1. A rechargeable battery, comprising:

an electrode assembly;

a case receiving the electrode assembly;

a cap plate combined to the case, the cap plate including an opening and a bending inducing groove extending to a side of the cap plate from a side of the opening; and

an electrode terminal installed in a terminal hole of the cap plate.

2. The rechargeable battery as claimed in claim 1, wherein:

the cap plate includes a short side and a long side corresponding to the case, and

the bending inducing groove is disposed on respective sides of the opening on a same line.

3. The rechargeable battery as claimed in claim 2, wherein the bending inducing groove is disposed in parallel with the short side.

4. The rechargeable battery as claimed in claim 1, wherein the bending inducing groove includes:

a vertical surface vertically disposed relative to a top surface of the cap plate; and

a slanted surface extending from a bottom of the vertical surface to the top surface of the cap plate with a predetermined angle.

5. The rechargeable battery as claimed in claim 1, wherein the bending inducing groove includes:

a first bending inducing groove disposed at a top surface of the cap plate; and

a second bending inducing groove disposed at a bottom surface of the cap plate corresponding to the first bending inducing groove.

6. The rechargeable battery as claimed in claim 5, wherein a first thickness T1 that is set at a lowest bottom of the first bending inducing groove is greater than a second thickness T2 that is set at a highest top of the second bending inducing groove.

7. The rechargeable battery as claimed in claim 5, wherein:

the first bending inducing groove includes: a first vertical surface vertically disposed relative to a top surface of the cap plate; and a first slanted surface extending from a bottom of the first vertical surface to the top surface of the cap plate with a predetermined first angle, and

the second bending inducing groove includes: a second vertical surface vertically disposed relative to a bottom surface of the cap plate; and a second slanted surface corresponding to the first slanted surface and extending from the top of the second vertical surface toward the bottom surface of the cap plate with a predetermined second angle.

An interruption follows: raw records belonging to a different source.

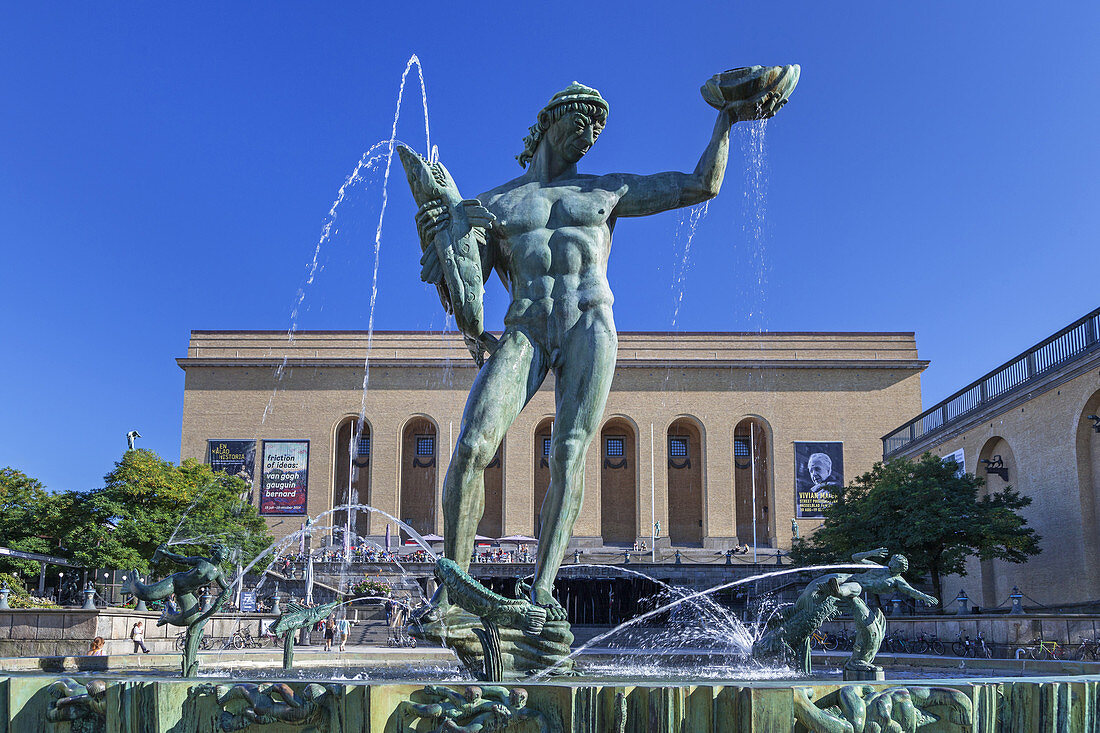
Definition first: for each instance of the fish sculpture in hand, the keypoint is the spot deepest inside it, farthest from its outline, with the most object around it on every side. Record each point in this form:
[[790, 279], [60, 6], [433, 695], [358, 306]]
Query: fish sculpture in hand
[[454, 256], [298, 616]]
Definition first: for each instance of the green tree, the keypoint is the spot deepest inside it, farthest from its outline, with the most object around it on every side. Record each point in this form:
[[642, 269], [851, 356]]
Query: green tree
[[147, 501], [31, 520], [928, 512]]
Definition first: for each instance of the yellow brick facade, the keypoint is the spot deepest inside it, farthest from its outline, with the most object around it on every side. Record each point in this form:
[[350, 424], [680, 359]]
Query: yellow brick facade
[[848, 387], [1051, 451]]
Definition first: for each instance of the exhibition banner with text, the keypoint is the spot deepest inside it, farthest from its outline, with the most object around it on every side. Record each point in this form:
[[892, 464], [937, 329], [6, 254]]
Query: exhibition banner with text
[[232, 457], [285, 478], [818, 470]]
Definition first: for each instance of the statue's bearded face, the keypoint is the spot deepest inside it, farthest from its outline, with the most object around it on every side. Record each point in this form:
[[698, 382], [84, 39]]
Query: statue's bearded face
[[573, 135]]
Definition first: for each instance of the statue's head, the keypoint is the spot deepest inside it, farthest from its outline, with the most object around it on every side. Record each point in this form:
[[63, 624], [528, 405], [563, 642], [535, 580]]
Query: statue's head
[[571, 121]]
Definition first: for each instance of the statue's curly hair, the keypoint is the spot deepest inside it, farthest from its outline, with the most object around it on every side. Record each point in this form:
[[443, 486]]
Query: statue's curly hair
[[551, 115]]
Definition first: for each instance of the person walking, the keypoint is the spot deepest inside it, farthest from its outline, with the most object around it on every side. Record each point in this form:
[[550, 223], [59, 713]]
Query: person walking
[[330, 632], [138, 636], [344, 628]]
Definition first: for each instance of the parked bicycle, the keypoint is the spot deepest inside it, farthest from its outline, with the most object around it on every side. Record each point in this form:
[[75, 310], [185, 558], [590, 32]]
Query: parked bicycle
[[243, 638], [895, 643], [1088, 649], [965, 647], [824, 641], [928, 644], [205, 643], [1040, 648]]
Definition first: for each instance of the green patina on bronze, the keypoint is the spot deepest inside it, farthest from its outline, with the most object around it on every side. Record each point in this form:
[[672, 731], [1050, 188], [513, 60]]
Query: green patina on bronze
[[186, 586], [859, 708], [296, 617], [476, 710], [83, 706], [827, 595], [315, 709], [548, 233]]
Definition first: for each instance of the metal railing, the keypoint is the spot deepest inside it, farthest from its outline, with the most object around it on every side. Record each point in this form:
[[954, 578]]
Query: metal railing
[[1073, 342]]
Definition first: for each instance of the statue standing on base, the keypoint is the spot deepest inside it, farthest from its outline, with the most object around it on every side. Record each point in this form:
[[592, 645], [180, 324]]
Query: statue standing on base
[[186, 586], [548, 234]]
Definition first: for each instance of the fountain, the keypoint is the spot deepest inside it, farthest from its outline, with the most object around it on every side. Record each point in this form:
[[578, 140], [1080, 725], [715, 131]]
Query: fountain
[[521, 668]]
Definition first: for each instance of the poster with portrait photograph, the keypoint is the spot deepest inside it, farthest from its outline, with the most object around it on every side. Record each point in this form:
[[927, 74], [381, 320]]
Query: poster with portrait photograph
[[818, 470], [285, 480], [233, 458]]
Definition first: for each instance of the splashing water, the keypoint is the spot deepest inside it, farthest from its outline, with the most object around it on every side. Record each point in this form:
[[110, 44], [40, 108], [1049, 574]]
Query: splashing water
[[295, 536], [682, 264], [755, 218], [371, 159], [668, 606]]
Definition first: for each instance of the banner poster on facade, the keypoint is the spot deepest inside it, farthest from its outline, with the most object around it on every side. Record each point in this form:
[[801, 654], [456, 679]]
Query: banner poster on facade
[[285, 477], [233, 458], [818, 469]]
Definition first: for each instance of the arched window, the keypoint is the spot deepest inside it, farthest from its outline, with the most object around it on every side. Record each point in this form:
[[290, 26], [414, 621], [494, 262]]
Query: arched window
[[685, 483], [1088, 472], [419, 463], [352, 480], [997, 465], [541, 453], [618, 482], [752, 492]]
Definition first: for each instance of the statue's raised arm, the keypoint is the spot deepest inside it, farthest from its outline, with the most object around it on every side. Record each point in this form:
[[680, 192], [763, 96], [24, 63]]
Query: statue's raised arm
[[744, 94]]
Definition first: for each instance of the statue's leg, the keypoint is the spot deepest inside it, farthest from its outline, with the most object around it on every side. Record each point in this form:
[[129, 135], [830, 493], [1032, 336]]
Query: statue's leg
[[156, 591], [582, 383], [503, 386]]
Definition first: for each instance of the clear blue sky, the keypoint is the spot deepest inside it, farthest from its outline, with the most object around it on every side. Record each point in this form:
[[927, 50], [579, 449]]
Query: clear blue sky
[[168, 166]]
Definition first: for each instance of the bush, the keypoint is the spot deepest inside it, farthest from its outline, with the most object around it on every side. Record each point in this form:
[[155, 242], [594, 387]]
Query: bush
[[20, 597]]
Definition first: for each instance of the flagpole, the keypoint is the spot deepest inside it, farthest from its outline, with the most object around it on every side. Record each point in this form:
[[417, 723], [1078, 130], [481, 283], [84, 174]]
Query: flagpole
[[752, 459]]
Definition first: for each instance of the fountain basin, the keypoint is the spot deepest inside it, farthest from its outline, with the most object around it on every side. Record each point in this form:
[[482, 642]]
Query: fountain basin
[[162, 704]]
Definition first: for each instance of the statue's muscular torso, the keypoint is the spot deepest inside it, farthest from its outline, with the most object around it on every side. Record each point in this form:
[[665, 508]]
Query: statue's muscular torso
[[553, 240]]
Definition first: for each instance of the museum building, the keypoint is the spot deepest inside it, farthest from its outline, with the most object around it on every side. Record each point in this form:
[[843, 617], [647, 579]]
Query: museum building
[[1034, 424], [708, 439]]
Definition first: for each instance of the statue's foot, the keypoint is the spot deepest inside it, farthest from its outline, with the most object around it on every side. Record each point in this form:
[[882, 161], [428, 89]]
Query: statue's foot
[[546, 600]]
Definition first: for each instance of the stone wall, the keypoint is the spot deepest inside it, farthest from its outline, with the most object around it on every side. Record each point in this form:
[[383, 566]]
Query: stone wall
[[849, 387], [1048, 447], [68, 632], [981, 706], [1001, 628]]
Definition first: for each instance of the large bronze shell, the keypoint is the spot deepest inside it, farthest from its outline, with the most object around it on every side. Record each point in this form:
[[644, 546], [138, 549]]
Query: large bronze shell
[[767, 86]]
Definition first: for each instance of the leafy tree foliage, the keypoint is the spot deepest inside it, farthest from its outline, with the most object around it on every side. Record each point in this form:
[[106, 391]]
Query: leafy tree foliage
[[31, 520], [20, 597], [146, 501], [928, 513]]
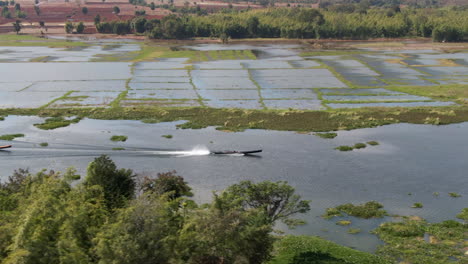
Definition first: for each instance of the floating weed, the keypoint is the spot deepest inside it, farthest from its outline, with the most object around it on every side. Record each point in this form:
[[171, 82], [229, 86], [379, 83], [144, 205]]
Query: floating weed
[[10, 137], [343, 222], [119, 148], [359, 145], [344, 148], [326, 135], [56, 122], [116, 138], [454, 195], [367, 210], [354, 231]]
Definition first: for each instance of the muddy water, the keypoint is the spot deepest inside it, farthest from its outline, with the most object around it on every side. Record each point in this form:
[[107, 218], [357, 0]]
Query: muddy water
[[410, 164]]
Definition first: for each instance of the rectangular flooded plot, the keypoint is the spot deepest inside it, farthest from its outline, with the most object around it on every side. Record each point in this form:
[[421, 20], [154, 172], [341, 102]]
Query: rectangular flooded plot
[[357, 71], [161, 79], [162, 94], [445, 70], [377, 91], [303, 82], [399, 104], [229, 94], [27, 99], [225, 64], [293, 73], [223, 83], [267, 64], [304, 64], [220, 73], [158, 65], [145, 86], [288, 94], [375, 98], [296, 104], [12, 72], [13, 87], [104, 85], [244, 104], [161, 73], [160, 103]]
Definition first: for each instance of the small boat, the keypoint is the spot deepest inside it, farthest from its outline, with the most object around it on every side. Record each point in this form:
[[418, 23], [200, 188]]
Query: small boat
[[231, 152]]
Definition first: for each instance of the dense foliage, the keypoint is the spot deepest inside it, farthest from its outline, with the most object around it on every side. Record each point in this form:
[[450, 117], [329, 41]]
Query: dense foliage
[[109, 218], [441, 24]]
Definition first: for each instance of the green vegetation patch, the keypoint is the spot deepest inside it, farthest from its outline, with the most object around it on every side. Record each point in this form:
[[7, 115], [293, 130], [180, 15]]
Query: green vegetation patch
[[359, 145], [57, 122], [116, 138], [326, 135], [119, 148], [10, 137], [343, 222], [454, 195], [419, 242], [354, 231], [312, 250], [367, 210], [344, 148], [235, 119]]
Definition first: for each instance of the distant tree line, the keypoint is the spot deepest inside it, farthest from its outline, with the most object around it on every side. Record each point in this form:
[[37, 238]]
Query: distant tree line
[[114, 216], [440, 24]]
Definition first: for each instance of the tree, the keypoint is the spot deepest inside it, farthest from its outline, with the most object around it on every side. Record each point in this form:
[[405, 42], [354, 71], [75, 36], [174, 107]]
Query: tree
[[17, 26], [167, 183], [144, 232], [118, 184], [97, 19], [37, 10], [138, 24], [252, 26], [69, 27], [80, 28], [276, 199]]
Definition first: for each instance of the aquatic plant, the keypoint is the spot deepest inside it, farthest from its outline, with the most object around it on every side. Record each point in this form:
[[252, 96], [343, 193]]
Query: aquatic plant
[[367, 210], [10, 137], [119, 138], [56, 122], [343, 222], [354, 231], [326, 135], [359, 145], [344, 148]]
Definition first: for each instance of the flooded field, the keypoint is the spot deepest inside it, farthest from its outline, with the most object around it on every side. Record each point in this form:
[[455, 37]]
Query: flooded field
[[280, 78], [410, 164]]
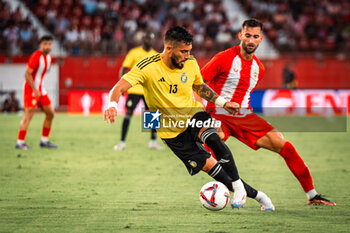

8. The rechargeable battery as claimed in claim 7, wherein the first angle is greater than the second angle.

9. The rechargeable battery as claimed in claim 1, wherein:

the opening corresponds to a vent hole in which a vent plate that is opened when an internal pressure of the case exceeds a predetermined value is installed, and

the bending inducing groove is connected to a side of the cap plate on respective sides of the vent hole.

10. The rechargeable battery as claimed in claim 1, wherein the bending inducing groove extends continuously from the opening to a side of the cap plate.

11. The rechargeable battery as claimed in claim 1, wherein the bending inducing groove includes plural discrete grooves on each side of the opening, the discrete grooves being disposed along a line from the opening to a side of the cap plate.

12. The rechargeable battery as claimed in claim 1, wherein:

the opening has a vent plate therein, the vent plate being configured to release an internal pressure of the battery if an internal pressure of the case exceeds a predetermined value, and

the opening penetrates the cap plate, and the bending inducing groove includes first and second groove portions that respectively extend from opposite sides of the opening to respective first and second points where opposite edges of the cap plate meet the case, the first and second groove portions each having a depth in the cap plate that is less than a thickness of the cap plate such that the first and second groove portions do not penetrate the cap plate.